Stock prognosticators make names for themselves with bold calls that predict bear markets or huge rallies.
Yet three of the 21 Wall Street strategists surveyed by Bloomberg made what may be even bolder, albeit more boring, calls at the start of the year: forecasting the S&P 500 wouldn’t do much of anything.
Gina Martin Adams at Wells Fargo & Co., David Bianco at Deutsche Bank AG and Barry Bannister at Stifel Nicolaus & Co. all predicted the S&P 500 would end 2014 at 1,850. Today’s rally notwithstanding, those calls look prescient so far. The index closed 2013 at 1,848.36. Yesterday it ended at 1,849.04.
Bannister’s rationale was that investors would sit on their hands while watching to see how smoothly the economy could stand on its own as the Federal Reserve withdrew stimulus. He’s sticking with his 1,850 prediction and has an update on prospects for the economic “hand-off” from the Fed.

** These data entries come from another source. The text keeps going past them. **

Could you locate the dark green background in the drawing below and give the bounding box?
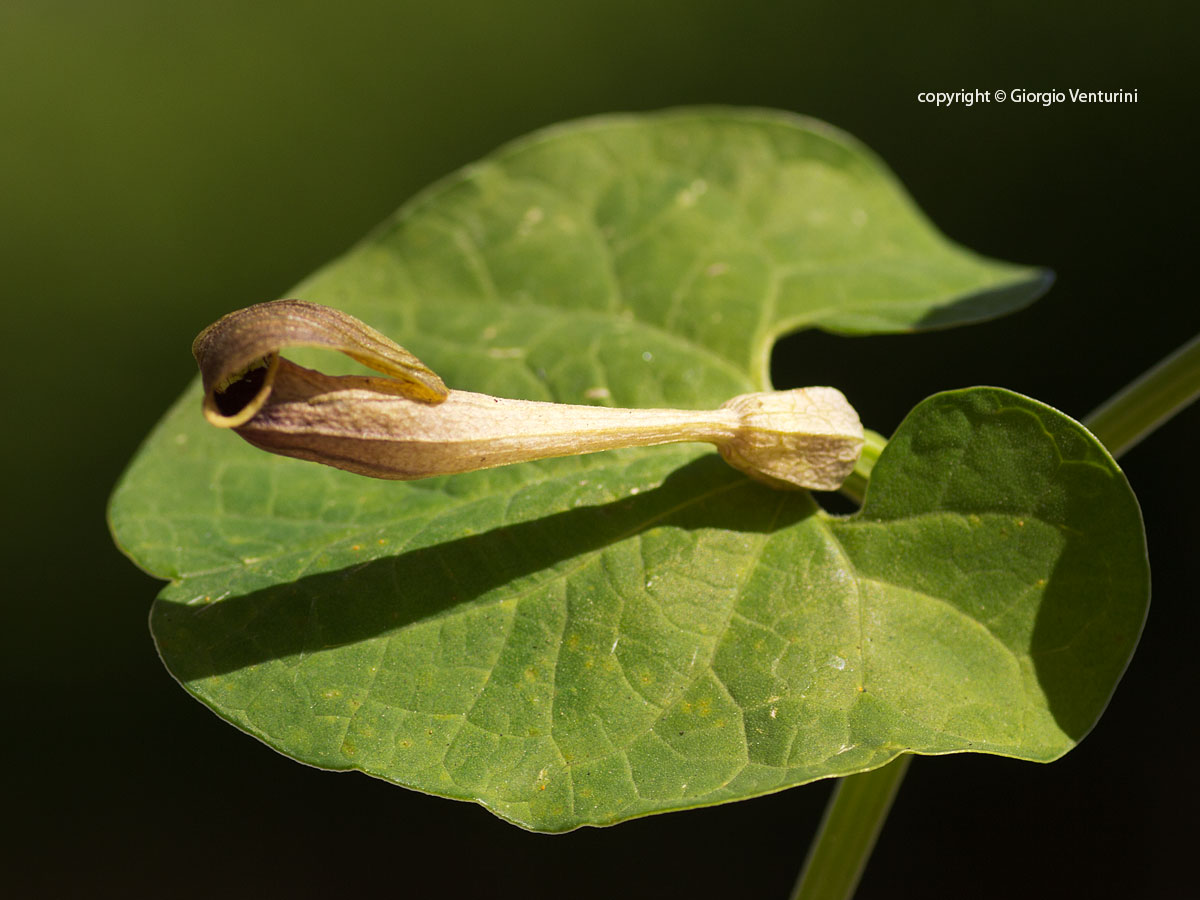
[4,2,1194,897]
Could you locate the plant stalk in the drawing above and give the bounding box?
[790,755,911,900]
[794,330,1200,900]
[837,429,886,506]
[1083,331,1200,457]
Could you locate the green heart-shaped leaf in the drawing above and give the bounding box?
[110,109,1144,832]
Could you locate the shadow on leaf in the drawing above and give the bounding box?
[1029,459,1149,743]
[153,454,818,682]
[914,269,1054,330]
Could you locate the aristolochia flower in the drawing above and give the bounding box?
[193,299,863,490]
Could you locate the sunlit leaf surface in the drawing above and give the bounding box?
[110,109,1144,831]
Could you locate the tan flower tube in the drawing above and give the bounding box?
[193,300,864,490]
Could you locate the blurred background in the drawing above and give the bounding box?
[3,2,1194,897]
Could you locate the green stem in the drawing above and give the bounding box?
[1083,331,1200,457]
[796,332,1200,900]
[838,429,886,506]
[790,755,911,900]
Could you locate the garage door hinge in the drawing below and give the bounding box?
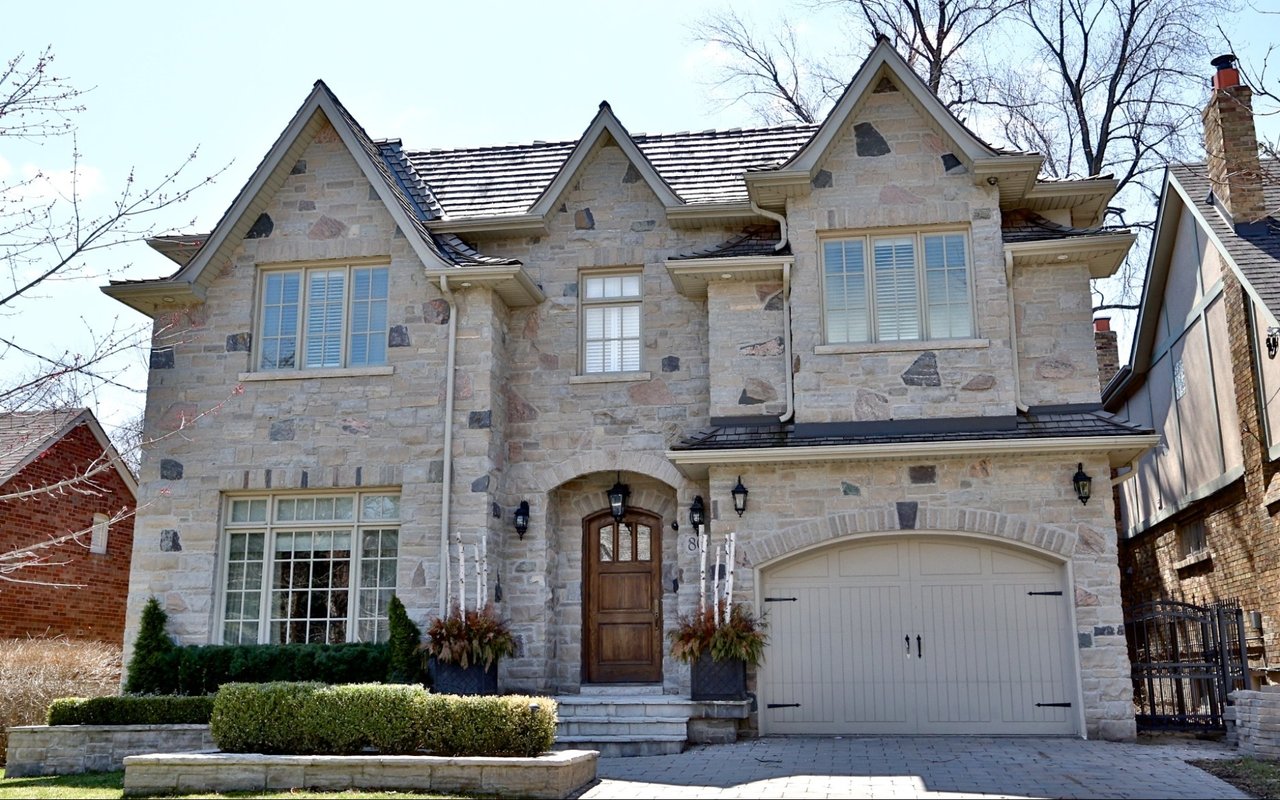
[1027,590,1064,596]
[764,596,798,602]
[766,703,802,709]
[1035,702,1072,707]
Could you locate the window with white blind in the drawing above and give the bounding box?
[581,273,642,373]
[257,264,389,370]
[823,231,973,344]
[219,492,399,645]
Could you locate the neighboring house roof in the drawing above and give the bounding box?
[668,405,1156,473]
[1167,161,1280,314]
[669,225,791,261]
[1105,159,1280,406]
[409,125,817,219]
[1000,209,1128,244]
[0,408,138,496]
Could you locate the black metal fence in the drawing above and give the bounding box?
[1125,599,1251,731]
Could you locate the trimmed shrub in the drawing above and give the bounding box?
[125,640,390,696]
[211,682,425,755]
[210,682,557,757]
[0,638,120,765]
[126,597,177,694]
[48,694,214,726]
[386,596,424,684]
[421,694,557,757]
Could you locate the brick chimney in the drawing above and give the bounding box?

“For now, we would describe our stance as pensive but optimistic,” he wrote in a note he forwarded today. “We do not know how smoothly this hand-off will occur. But sense that it is coming.”
Flock of Swans
A veritable flock of black swans have flown into the engines of the S&P 500 over the last five years, yet it still ascended to almost triple its level from the depths of the bear market. Europe’s debt crisis, the Fukushima nuclear disaster, Hurricane Sandy, Ukraine, Egypt, Syria, Libya -- the list is long and none of it seemed to matter in the long run for a market helped by an accommodating central bank.
The flattening of the market this year masks dynamic action under the surface, including a plunge in high-flying growth stocks that had helped lead the rally. The Nasdaq Biotechnology Index sank as much as 14 percent from Feb. 25. The Bloomberg IPO Index of companies that recently went public slumped more than 5 percent. The Russell 2000 Index of smaller companies and the Nasdaq Composite Index each lost almost that much during the month.
To Bannister, the drop in the so-called momentum stocks foreshadows weakness that will lead to more accommodative central bank policy around the globe. As the speculative trades like biotech become less appealing, it means he likes the old-fashioned cyclical growth names: energy and raw-material producers as well as heavy-industry companies.
“We spot a global cyclical trade, to the detriment of momentum trades,” Bannister wrote.
In other words, it’s time to take off the lab coat and put on the hard hat.